As Merrick had predicted, the kiss-and-tell article proves a major success, launching Daisy into the spotlight. However it leads to an angry row with her father, a senior police officer, who considers her "a slut" and is hurt at how her behaviour has undermined people's respect for him. Her sister is not as angry as father, but she is also made unhappy by the new public persona of Daisy. Daisy is distressed by her family's reaction, but it does not change her interest in pursuing a new career as a celebrity. Her management by JJ Merrick helps her to scale new heights in the celebrity world, where her freshness help propel her upwards.

JJ has become increasingly cynical about his profession, yet he manages to successfully bury his misgivings and has moved to the top of his game. He revels in his own invisibility, he is unknown to the public at large which gives him enormous power. He visits her a year later remarking "if a week is a long time in politics, a year is a lifetime in show business". He is paying a visit to Daisy who has now changed completely beyond recognition. She has moved from her dingy tower-block flat to a large country mansion, has had numerous plastic surgery operations and is now dating a leading soap actor.

Daisy now has a seemingly "perfect life", in which she has become a sexual icon - an idol for many teenage girls, lots of money and a large personal staff. She has ambitions to launch a singing career as well. She is able to pick up large fees just for turning up for public appearances. However the first cracks begin to appear in her life - pictures of her having sex are being sold to the newspapers, she has not had an invite to her sister’s wedding and she is finally pictured snorting cocaine. This provokes a howl of condemnation of her from the media, led by a hatchet-job article written by a leading left-wing journalist from the leading broadsheets.
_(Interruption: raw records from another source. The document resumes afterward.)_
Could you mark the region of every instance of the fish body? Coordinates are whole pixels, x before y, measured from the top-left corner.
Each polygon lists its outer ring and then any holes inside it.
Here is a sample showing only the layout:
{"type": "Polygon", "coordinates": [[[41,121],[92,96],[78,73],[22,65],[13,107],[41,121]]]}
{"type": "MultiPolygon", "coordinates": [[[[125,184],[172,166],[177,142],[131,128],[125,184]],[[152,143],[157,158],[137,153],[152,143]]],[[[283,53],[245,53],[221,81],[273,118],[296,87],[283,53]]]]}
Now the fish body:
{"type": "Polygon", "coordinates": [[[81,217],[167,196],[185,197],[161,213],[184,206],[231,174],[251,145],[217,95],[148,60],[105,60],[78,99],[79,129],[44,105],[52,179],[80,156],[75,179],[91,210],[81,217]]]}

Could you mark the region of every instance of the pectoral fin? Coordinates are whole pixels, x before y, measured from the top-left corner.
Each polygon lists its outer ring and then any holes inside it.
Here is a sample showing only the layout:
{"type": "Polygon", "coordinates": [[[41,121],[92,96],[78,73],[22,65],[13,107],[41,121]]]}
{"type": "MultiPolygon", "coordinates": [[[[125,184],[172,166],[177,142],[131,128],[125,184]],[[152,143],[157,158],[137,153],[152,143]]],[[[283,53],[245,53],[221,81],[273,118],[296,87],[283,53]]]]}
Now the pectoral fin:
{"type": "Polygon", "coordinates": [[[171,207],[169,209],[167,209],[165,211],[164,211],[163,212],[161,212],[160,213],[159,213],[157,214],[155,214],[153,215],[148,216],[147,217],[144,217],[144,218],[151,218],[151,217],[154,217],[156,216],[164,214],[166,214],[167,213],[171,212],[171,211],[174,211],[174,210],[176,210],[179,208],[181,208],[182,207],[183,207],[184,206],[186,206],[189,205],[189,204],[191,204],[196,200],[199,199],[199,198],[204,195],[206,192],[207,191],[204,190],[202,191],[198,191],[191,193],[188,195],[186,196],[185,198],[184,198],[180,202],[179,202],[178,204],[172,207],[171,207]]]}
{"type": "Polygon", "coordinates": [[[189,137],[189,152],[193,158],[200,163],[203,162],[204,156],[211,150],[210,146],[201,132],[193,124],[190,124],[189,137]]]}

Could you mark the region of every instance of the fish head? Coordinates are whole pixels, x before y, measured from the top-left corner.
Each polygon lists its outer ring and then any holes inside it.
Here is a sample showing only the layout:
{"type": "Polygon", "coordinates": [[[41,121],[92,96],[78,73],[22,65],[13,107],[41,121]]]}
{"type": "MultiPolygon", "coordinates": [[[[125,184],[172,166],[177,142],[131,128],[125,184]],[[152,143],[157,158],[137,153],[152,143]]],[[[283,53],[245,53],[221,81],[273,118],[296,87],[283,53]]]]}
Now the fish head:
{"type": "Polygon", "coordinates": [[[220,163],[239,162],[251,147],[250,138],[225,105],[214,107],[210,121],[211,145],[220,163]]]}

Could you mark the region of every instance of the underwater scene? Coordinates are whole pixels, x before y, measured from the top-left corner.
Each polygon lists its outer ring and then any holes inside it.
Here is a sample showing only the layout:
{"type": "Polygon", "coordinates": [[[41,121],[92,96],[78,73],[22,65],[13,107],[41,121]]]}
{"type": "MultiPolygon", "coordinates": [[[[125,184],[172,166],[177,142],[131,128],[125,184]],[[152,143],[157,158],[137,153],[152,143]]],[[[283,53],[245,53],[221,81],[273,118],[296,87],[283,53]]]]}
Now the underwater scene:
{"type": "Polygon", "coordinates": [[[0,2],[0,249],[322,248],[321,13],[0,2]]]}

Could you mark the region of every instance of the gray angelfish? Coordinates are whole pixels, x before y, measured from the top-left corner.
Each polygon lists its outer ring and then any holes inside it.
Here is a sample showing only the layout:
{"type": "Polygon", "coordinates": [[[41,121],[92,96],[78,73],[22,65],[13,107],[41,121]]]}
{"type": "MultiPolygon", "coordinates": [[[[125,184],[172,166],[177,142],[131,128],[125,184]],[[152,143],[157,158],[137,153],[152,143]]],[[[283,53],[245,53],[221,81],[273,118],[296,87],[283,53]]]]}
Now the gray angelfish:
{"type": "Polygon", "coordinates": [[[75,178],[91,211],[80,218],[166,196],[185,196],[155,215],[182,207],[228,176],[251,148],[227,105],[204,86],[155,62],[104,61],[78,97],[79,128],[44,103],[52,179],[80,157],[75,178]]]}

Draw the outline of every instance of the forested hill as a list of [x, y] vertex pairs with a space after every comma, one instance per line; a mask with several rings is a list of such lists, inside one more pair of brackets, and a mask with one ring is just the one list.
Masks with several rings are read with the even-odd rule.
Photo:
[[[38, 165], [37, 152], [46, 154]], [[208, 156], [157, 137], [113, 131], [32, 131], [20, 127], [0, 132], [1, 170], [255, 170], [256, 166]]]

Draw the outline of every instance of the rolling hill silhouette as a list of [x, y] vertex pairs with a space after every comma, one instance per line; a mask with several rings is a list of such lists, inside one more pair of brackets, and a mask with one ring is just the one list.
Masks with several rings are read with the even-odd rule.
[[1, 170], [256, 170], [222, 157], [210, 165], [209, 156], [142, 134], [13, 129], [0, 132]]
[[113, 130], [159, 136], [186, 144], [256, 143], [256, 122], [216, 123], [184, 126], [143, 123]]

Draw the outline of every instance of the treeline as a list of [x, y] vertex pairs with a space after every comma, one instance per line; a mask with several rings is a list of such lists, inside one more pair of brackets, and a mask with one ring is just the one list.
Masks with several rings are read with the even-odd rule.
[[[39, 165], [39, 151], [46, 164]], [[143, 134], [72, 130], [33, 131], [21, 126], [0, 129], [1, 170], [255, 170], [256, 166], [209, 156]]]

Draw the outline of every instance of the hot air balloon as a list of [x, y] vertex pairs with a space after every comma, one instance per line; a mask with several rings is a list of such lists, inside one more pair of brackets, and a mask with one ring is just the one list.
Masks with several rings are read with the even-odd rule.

On the advice of Merrick, she stages an overdose and then goes to a private hospital to recover. As Merrick had intended this stokes public interest and gains her a deal of sympathy. However shortly afterwards a rival appears on the scene who steals the show from Daisy. Kaitlin now has a fresh face, and natural breasts, and she is fast elbowing Daisy aside. Merrick knowing that celebrity is merely a carousel promptly signs up Kaitlin and makes her his new protégé - effectively abandoning Daisy. He tells her she has had a good run, made several million pounds with no discernible talent - and should get out of showbusiness while she still could with some sort of humanity left inside.

Instead of Daisy taking his advice, she instead stages an orgy with the soap actor and releases it to the press, in a last attempt to claw back some public interest, showing as Merrick had observed that she has become totally addicted to celebrity.

==Cast==
- Shane Richie - JJ Merrick
- Amy Beth Hayes - Daisy Cockram
- Ron Cook - David Cockram
- Sara Alexander - Ella Cockram
- Gary Lucy - Matthew Cassaday
- Jill Baker - Estelle
- Lucy Gaskell - Fiona
- Sadie Pickering - Caitlin
- Chantelle Houghton - herself

==Reception==
Whatever It Takes attracted 2.7 million viewers when it was aired, losing out in its time slot to the BBC documentary Rivers presented by Griff Rhys Jones. The critical reception was generally poor, The Mirror described it as "shameful" and attacked it for miscasting and being out of date.